Evil Pitchfork strangled 15-year-old Lynda Mann while his baby son slept in his car ‑ before doing the same to schoolgirl Dawn Ashworth three years later. Despite never showing an ounce of remorse, the 61-year-old has been freed from his life sentence by parole chiefs. He now lives in a probation hostel at an undisclosed location.
Speaking for the first time in more than five years, Lynda’s sister Rebecca Eastwood said: “I haven’t spoken for so long because I hate thinking about him. But every woman and child needs to know Pitchfork is at large.
“He could be living on your street or near your school. There’s a monster in our midst ‑ no one is truly safe.
“He will kill again. And I don’t want anyone else to go through the pain our family has.
“The Parole Board says it is safe ‑ but they can’t be 100 percent certain. You can slap all the restrictions you like on him. But he’s a clever man, a manipulator. He is a monster who will never change his ways.”
Pitchfork, already known to police as a serial flasher, dropped off his wife at an evening class before chancing on Lynda on a path near her home in Narborough, Leics, in November 1983.
As his son slept in a carrycot, he raped and murdered the teenager.
When asked why he strangled her, he reportedly said: “Because she was screaming.”
In 1986, Pitchfork struck again ‑ raping and strangling Dawn, 15, on another stretch of the same footpath.
He was the first person to be snared by DNA evidence and jailed for life in 1988 after admitting the murders. A judge ordered him to serve at least 30 years ‑ reduced to 28 on appeal.
Pitchfork ‑ who now goes by the name of David Thorpe ‑ was denied parole in 2016 and 2018 after being branded a danger to the public.

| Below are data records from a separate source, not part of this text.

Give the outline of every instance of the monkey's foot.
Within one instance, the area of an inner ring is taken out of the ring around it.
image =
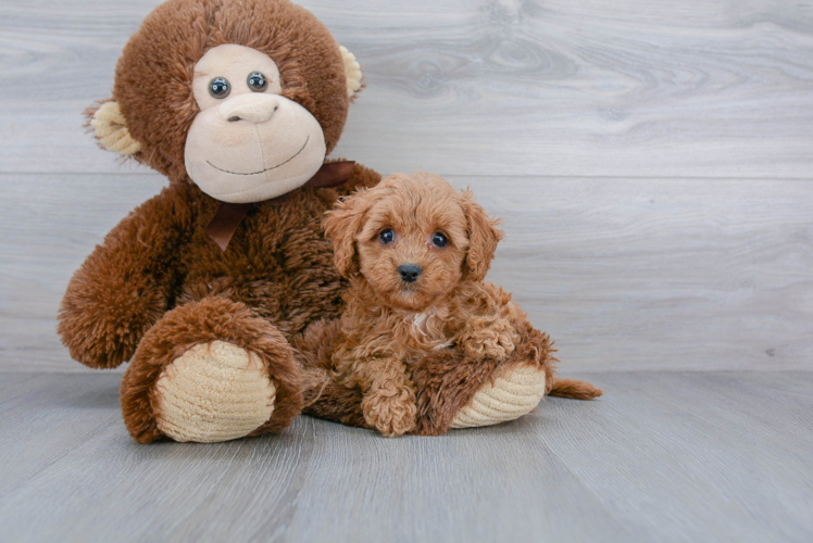
[[[139,443],[279,432],[301,408],[301,369],[288,341],[246,305],[220,298],[161,317],[122,380],[124,424]]]
[[[545,369],[516,366],[486,383],[463,406],[452,428],[474,428],[514,420],[529,413],[545,396]]]
[[[155,383],[155,421],[175,441],[242,438],[274,413],[276,387],[260,357],[225,341],[198,344]]]

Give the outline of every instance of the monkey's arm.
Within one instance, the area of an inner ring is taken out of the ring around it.
[[[353,166],[353,175],[336,190],[340,197],[346,197],[355,192],[357,189],[375,187],[380,180],[382,174],[357,162]]]
[[[168,308],[176,250],[191,222],[178,192],[168,187],[130,212],[74,274],[58,331],[76,361],[95,368],[118,366]]]

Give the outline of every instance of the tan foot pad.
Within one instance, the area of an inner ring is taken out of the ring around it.
[[[514,420],[545,395],[545,370],[522,366],[485,384],[454,417],[452,428],[474,428]]]
[[[175,441],[242,438],[274,412],[276,388],[258,356],[225,341],[196,345],[155,384],[158,427]]]

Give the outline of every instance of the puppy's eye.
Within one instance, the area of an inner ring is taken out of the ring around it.
[[[226,98],[232,92],[232,86],[225,77],[215,77],[209,81],[209,93],[214,98]]]
[[[435,236],[431,237],[431,242],[435,243],[435,247],[446,247],[449,243],[449,238],[440,232],[435,232]]]
[[[378,241],[380,241],[385,245],[388,243],[392,243],[395,239],[396,239],[396,232],[392,231],[392,228],[387,228],[386,230],[382,230],[382,233],[378,235]]]

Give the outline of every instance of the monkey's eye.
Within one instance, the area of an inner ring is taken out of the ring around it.
[[[260,72],[252,72],[248,79],[246,79],[246,83],[249,84],[249,88],[254,92],[262,92],[268,88],[268,80]]]
[[[382,233],[378,235],[378,241],[380,241],[385,245],[392,243],[395,239],[396,239],[396,232],[392,231],[392,228],[387,228],[386,230],[382,230]]]
[[[215,77],[209,81],[209,93],[214,98],[226,98],[232,92],[232,86],[225,77]]]
[[[449,238],[440,232],[435,232],[435,236],[431,237],[431,242],[435,243],[436,247],[446,247],[447,243],[449,243]]]

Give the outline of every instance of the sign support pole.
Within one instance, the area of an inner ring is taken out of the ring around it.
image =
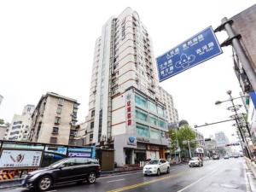
[[[225,29],[229,35],[229,39],[231,41],[234,49],[236,50],[236,53],[238,55],[238,58],[241,60],[241,65],[243,69],[245,70],[245,73],[247,73],[250,83],[252,84],[252,87],[254,90],[256,90],[256,74],[250,64],[250,61],[244,52],[241,43],[239,42],[238,36],[236,35],[233,28],[231,27],[230,22],[232,20],[229,20],[226,17],[223,18],[221,20],[223,27]],[[221,31],[221,28],[219,30]]]

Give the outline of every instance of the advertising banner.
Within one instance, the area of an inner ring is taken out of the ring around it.
[[[70,152],[68,153],[69,157],[88,157],[90,158],[90,153],[79,153],[79,152]]]
[[[42,151],[3,149],[0,168],[40,166]]]

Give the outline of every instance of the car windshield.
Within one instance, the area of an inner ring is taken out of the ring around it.
[[[67,160],[67,159],[63,159],[63,160],[58,160],[58,161],[56,161],[56,162],[49,165],[49,167],[56,168],[59,166],[61,166],[66,160]]]
[[[156,165],[158,164],[159,160],[150,160],[148,162],[149,165]]]

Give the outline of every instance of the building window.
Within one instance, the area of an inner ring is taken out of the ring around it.
[[[148,127],[144,126],[143,125],[136,125],[137,129],[137,134],[138,137],[149,137],[149,132],[148,132]]]
[[[150,138],[160,139],[159,131],[155,129],[150,129]]]
[[[53,127],[52,133],[58,134],[59,133],[59,127]]]
[[[90,129],[93,129],[93,127],[94,127],[94,122],[90,122]]]
[[[94,117],[94,115],[95,115],[95,110],[92,110],[90,117]]]
[[[161,119],[159,119],[159,125],[161,128],[165,128],[165,125],[166,125],[165,121],[161,120]]]
[[[143,96],[140,96],[138,95],[135,96],[135,102],[137,106],[143,107],[147,108],[148,107],[148,102],[145,98],[143,98]]]
[[[57,137],[51,137],[49,138],[49,143],[52,143],[52,144],[57,143]]]
[[[57,108],[57,113],[58,114],[61,114],[61,108]]]
[[[160,116],[164,116],[164,109],[160,107],[157,107],[157,112]]]
[[[91,142],[93,139],[93,134],[90,134],[90,142]]]
[[[153,116],[153,115],[150,115],[149,116],[149,123],[151,125],[158,125],[158,120],[157,120],[157,118],[155,116]]]
[[[59,104],[59,105],[63,105],[63,103],[64,103],[64,99],[59,98],[58,104]]]
[[[147,122],[148,114],[141,110],[136,109],[136,119]]]
[[[55,117],[55,124],[60,124],[60,122],[61,122],[61,118],[60,117]]]
[[[152,102],[148,102],[148,107],[149,107],[149,110],[153,113],[157,113],[157,110],[156,110],[156,105]]]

But the former baker was given the green light for release in June. Last week, he tasted freedom for the first time in 34 years after being freed from HMP Leyhill in Gloucestershire.
Rebecca, 40, who lives in Liverpool, said it left her “numb”. She added: “I’ve not slept a wink. They’ve told me he’s under lots of restrictions but they won’t tell me which part of the country he’s gone to. It’s terrifying to think he could be nearby. It’s the not knowing that is the worst.”

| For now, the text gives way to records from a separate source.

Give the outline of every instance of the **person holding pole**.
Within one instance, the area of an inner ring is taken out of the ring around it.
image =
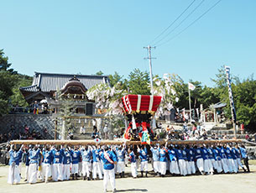
[[[100,153],[102,160],[103,161],[103,190],[107,192],[107,182],[110,181],[112,192],[116,191],[115,171],[114,164],[117,164],[117,156],[108,146],[106,146],[103,152]]]
[[[19,149],[13,148],[13,145],[11,146],[10,153],[10,160],[9,160],[9,173],[8,183],[13,185],[13,183],[19,183],[20,175],[19,175],[19,157],[23,154],[22,149],[24,145],[21,146]]]

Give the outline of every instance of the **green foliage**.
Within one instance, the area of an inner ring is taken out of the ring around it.
[[[60,107],[59,108],[60,119],[58,119],[57,132],[61,135],[61,138],[66,139],[68,129],[72,128],[71,127],[72,118],[71,117],[75,115],[76,108],[76,103],[72,99],[65,98],[64,96],[61,96],[60,94],[61,94],[60,91],[58,90],[57,101],[60,104]],[[63,120],[65,120],[64,128],[62,125]]]
[[[99,70],[96,73],[97,76],[102,76],[104,73],[102,70]]]
[[[110,86],[112,87],[114,86],[118,86],[118,89],[120,90],[127,90],[128,81],[126,79],[123,80],[123,76],[120,76],[118,72],[114,72],[113,75],[110,75],[109,76]]]
[[[18,105],[19,107],[28,107],[29,104],[21,94],[19,88],[32,85],[33,78],[26,75],[13,75],[15,85],[13,87],[13,95],[10,96],[11,103],[13,106]]]
[[[9,97],[13,95],[12,88],[15,85],[15,80],[9,71],[0,70],[0,115],[8,112]]]
[[[131,94],[150,95],[149,73],[134,69],[128,75],[128,87]]]
[[[0,70],[8,71],[12,74],[17,74],[13,69],[10,68],[12,64],[8,63],[8,57],[4,56],[3,50],[0,50]]]

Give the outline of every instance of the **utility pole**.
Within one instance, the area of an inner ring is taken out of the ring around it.
[[[144,49],[147,49],[148,52],[149,52],[149,57],[148,58],[144,58],[144,59],[148,59],[149,61],[149,76],[150,76],[150,92],[151,95],[153,95],[153,75],[152,75],[152,61],[151,59],[156,59],[156,58],[152,58],[151,57],[151,49],[155,49],[154,47],[151,47],[150,45],[148,45],[148,47],[144,47]]]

A last-minute bid by the Government to keep Pitchfork caged failed when the High Court refused to overturn the Parole Board decision.
Rebecca wants to see the system overhauled and fears the impact it is having on her daughter Emma, eight.
She said: “The whole process is too secretive. Because of what happened to Lynda, I’m petrified when it comes to Emma. If I go anywhere, I don’t let go of her. I will always be looking behind me.”